Film

Schach kann auch im Kino spannend sein: „Bauernopfer“

Tobey Maguire gegen Liev Schreiber: Das Schachspiel zwischen Fischer und Spasski als großes Kinoduell. Ihm fehlt aber ein entscheidender Zug.

Foto: StudioCanal / dpa

Von Felix Müller

Vielleicht zuerst der überraschendste Befund: Dies ist kein Film über Schach. Es ist ein Film über eine ebenso faszinierende wie gestörte Persönlichkeit, die auf dem Scheitelpunkt des KaltenKrieges den amtierenden Weltmeister aus der Sowjetunion bezwang: Robert James Fischer, genannt Bobby Fischer.

Es ist ein Film über Zwangsneurosen, Paranoia und Psychoterror, über die Zerbrechlichkeit menschlicher Bindungen, über das Duell zweier sehr verschiedener Charaktere. All das macht er, machen auch seine Hauptdarsteller Tobey Maguire (als Bobby Fischer) und Liev Schreiber (als sein Kontrahent Boris Spasski) in vielen Facetten spürbar.

Ein Krieg mit 64 Feldern

Und das ist ja auch schon viel. Denn natürlich bietet die Lebensgeschichte Bobby Fischers einen faszinierenden Erzählstoff.

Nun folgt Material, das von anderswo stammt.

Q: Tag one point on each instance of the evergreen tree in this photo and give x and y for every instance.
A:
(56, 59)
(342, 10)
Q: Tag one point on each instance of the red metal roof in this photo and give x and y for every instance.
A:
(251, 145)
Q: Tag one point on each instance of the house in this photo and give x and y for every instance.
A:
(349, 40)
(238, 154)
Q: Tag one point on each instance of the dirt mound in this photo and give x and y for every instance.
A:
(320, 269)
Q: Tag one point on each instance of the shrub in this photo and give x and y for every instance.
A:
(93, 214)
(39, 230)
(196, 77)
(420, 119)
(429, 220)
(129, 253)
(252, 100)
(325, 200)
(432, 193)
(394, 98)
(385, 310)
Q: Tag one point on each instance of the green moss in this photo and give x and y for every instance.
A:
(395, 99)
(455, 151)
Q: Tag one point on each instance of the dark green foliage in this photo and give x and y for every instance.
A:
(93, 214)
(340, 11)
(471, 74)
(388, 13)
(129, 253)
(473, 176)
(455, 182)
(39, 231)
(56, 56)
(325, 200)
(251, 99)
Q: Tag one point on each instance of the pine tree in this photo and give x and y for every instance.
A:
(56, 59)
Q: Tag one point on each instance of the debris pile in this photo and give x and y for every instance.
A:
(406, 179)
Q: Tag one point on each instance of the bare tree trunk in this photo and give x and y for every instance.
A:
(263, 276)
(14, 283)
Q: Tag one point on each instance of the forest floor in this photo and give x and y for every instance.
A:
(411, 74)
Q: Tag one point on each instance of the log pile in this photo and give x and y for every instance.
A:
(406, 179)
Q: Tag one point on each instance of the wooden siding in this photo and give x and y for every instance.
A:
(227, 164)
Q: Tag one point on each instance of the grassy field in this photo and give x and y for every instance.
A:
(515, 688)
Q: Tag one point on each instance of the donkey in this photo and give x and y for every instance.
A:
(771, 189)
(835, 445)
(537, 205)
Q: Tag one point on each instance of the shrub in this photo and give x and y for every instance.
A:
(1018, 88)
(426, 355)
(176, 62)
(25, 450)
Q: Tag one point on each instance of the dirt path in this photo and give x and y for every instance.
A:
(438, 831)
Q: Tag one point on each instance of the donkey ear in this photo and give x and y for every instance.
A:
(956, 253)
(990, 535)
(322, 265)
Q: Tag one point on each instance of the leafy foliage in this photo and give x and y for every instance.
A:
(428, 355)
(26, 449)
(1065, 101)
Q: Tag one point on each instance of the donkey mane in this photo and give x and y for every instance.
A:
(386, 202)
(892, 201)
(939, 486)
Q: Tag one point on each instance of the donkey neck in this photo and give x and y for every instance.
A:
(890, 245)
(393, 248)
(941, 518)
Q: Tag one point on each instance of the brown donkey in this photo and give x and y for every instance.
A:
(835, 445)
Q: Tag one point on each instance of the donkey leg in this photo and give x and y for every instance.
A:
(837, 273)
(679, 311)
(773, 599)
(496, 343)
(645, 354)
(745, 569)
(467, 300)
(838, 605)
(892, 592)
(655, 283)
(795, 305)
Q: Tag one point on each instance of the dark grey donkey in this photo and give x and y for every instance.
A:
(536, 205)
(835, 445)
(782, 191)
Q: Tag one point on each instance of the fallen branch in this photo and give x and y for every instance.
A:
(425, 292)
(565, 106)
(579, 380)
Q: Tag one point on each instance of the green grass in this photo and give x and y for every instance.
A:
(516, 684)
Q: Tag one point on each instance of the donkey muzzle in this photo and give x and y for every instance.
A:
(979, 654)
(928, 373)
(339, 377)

Es ist zunächst eine Aufstiegsgeschichte: Bobby Fischer, aufgewachsen als Sohn einer allein erziehenden Krankenschwester im New Yorker Stadtteil Brooklyn, zeigte neben verschiedenen Verhaltensauffälligkeiten früh eine außergewöhnliche Begabung für das Spiel mit den 64 Feldern und den 32 Figuren.

Er war das, was man ein prototypisches Wunderkind nennen kann: Bereits mit 13 Jahren bezwang er in der sogenannten „Partie des Jahrhunderts“ Donald Byrne, einen der besten Schachspieler der Vereinigten Staaten – bis ihn sein Weg 1972 in den Kampf um die Weltmeisterschaft mit Boris Spasski in Reykjavik führte.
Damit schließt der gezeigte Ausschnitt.